Papermill is an autonomous AI research pipeline inspired by Fully Automated Research Systems (FARS). It coordinates specialized agents to move from literature discovery and hypothesis generation through experiment planning, execution, and paper drafting.
The pipeline is designed around research hypotheses rather than document production. Each accepted hypothesis can be planned, tested, and documented as a concise LaTeX paper, whether the experimental outcome is positive or negative.
The system is composed of four agents that communicate through a shared workspace:
- Ideation agent (
src/agents/ideation_agent.py) searches research sources and proposes hypotheses. It supports arXiv, Semantic Scholar, Google Scholar, GitHub, and Hugging Face, and uses an internal review score to filter ideas. - Planning agent (
src/agents/planning_agent.py) turns an idea into an experiment plan and a Python experiment scaffold. - Experiment agent (
src/agents/experiment_agent.py) runs generated experiments, captures JSON results, and can ask the LLM to repair a failed experiment up to three times. - Writing agent (
src/agents/writing_agent.py) creates charts, drafts a LaTeX paper, and compiles it withpdflatexwhen available.
src/orchestrator.py coordinates concurrent pipelines. A FastAPI backend and React/Vite frontend provide a browser interface for viewing ideas, pipeline status, papers, logs, and configuration.
- Python 3.9 or later
- Node.js 18 or later (only required for the web frontend)

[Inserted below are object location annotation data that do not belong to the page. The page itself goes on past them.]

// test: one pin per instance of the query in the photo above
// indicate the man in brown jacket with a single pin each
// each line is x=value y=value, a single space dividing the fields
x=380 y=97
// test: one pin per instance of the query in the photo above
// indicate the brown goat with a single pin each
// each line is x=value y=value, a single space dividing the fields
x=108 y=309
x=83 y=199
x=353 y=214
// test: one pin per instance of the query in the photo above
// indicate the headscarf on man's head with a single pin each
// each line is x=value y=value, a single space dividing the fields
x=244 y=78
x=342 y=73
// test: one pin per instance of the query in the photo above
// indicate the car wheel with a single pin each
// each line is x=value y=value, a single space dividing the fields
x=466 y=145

- A LaTeX distribution with
pdflatex(required to compile PDF papers) - At least one configured LLM provider key
-
Create a local environment file and add the keys for the providers you intend to use:
cp .env.example .env
-
Create and activate a Python virtual environment, then install backend dependencies:
python3 -m venv venv source venv/bin/activate pip install --upgrade pip pip install -r requirements.txt -
Review
config.yamland set the research directions, model name, concurrency, and time limits. -
Run the autonomous pipeline:
python -m src.orchestrator
Build the frontend and copy the generated assets to the backend static directory:
cd frontend
npm install
npm run build
cd ..
mkdir -p backend/static
cp -r frontend/dist/* backend/static/Then start the API server from the repository root:
uvicorn backend.main:app --host 0.0.0.0 --port 8000Alternatively, ./start.sh builds the frontend, installs Python dependencies, and starts the backend. Docker users can build and run the bundled Dockerfile or use docker-compose.yml.

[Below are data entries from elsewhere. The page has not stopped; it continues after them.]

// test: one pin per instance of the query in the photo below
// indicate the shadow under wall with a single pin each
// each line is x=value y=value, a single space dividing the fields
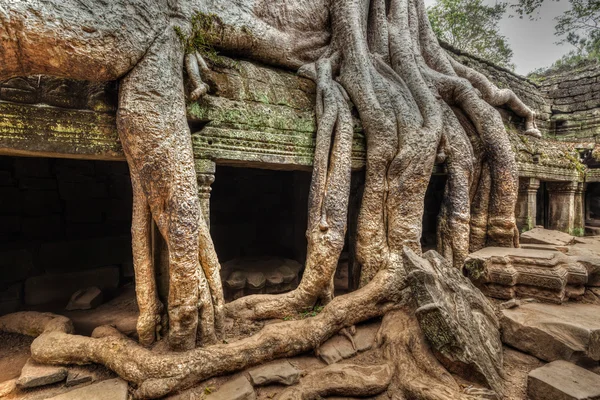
x=256 y=212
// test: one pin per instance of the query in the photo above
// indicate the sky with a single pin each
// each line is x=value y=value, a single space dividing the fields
x=533 y=42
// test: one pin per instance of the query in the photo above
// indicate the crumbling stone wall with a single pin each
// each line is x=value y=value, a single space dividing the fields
x=64 y=225
x=575 y=98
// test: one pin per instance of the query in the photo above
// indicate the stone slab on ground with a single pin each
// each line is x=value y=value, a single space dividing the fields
x=75 y=378
x=34 y=374
x=54 y=287
x=546 y=236
x=111 y=389
x=281 y=372
x=7 y=387
x=551 y=332
x=562 y=380
x=85 y=299
x=236 y=389
x=336 y=349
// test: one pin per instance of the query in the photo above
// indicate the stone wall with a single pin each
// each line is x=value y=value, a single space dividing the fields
x=64 y=225
x=575 y=98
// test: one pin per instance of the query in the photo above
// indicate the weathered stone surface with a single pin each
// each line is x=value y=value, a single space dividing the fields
x=336 y=349
x=281 y=372
x=551 y=332
x=47 y=288
x=546 y=236
x=366 y=335
x=252 y=275
x=34 y=374
x=342 y=380
x=7 y=387
x=507 y=273
x=236 y=389
x=456 y=318
x=85 y=299
x=561 y=380
x=75 y=378
x=111 y=389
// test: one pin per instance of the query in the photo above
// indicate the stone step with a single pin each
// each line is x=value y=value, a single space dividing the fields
x=561 y=380
x=551 y=332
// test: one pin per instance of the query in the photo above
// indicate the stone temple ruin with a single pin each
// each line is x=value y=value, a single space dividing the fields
x=65 y=206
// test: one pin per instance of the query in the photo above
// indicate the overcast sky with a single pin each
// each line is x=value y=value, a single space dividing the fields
x=533 y=42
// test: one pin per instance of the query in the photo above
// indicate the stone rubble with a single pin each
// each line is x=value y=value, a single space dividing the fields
x=111 y=389
x=34 y=375
x=551 y=332
x=561 y=380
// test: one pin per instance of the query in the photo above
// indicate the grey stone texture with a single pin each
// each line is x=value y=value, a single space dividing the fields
x=111 y=389
x=34 y=374
x=280 y=372
x=551 y=332
x=561 y=380
x=235 y=389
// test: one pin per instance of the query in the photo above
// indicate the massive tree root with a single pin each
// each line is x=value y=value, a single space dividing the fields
x=415 y=103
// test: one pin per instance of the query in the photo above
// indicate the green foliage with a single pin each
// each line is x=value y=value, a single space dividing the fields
x=472 y=26
x=579 y=26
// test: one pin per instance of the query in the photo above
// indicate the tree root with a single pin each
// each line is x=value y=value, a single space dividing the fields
x=155 y=375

backend/ FastAPI application and static web assets
frontend/ React/Vite web application
src/
├── agents/ LLM integration and research pipeline agents
├── workspace/ Persistent research artifacts
│ ├── ideas/ Generated hypotheses
│ ├── memory/ Processed-paper memory
│ ├── experiments/ Generated experiment plans and code
│ ├── results/ Experiment result data
│ ├── references/ Downloaded references
│ └── latex/ Generated LaTeX source and compiled papers
└── orchestrator.py Pipeline coordinator
config.yaml Runtime configuration
prompts.yaml Agent prompt templates
config.yaml controls the research directions, selected model, hypothesis review threshold, concurrent pipelines, experiment timeout, and automatic commits. API keys and service tokens belong only in .env; use .env.example as the template and never commit real credentials.
- Generated workspace artifacts are intentionally kept available for review and optional automatic Git commits.
- The LaTeX writer attempts to install
texlive-fullifpdflatexis unavailable. In local or production environments, install and manage TeX dependencies explicitly instead.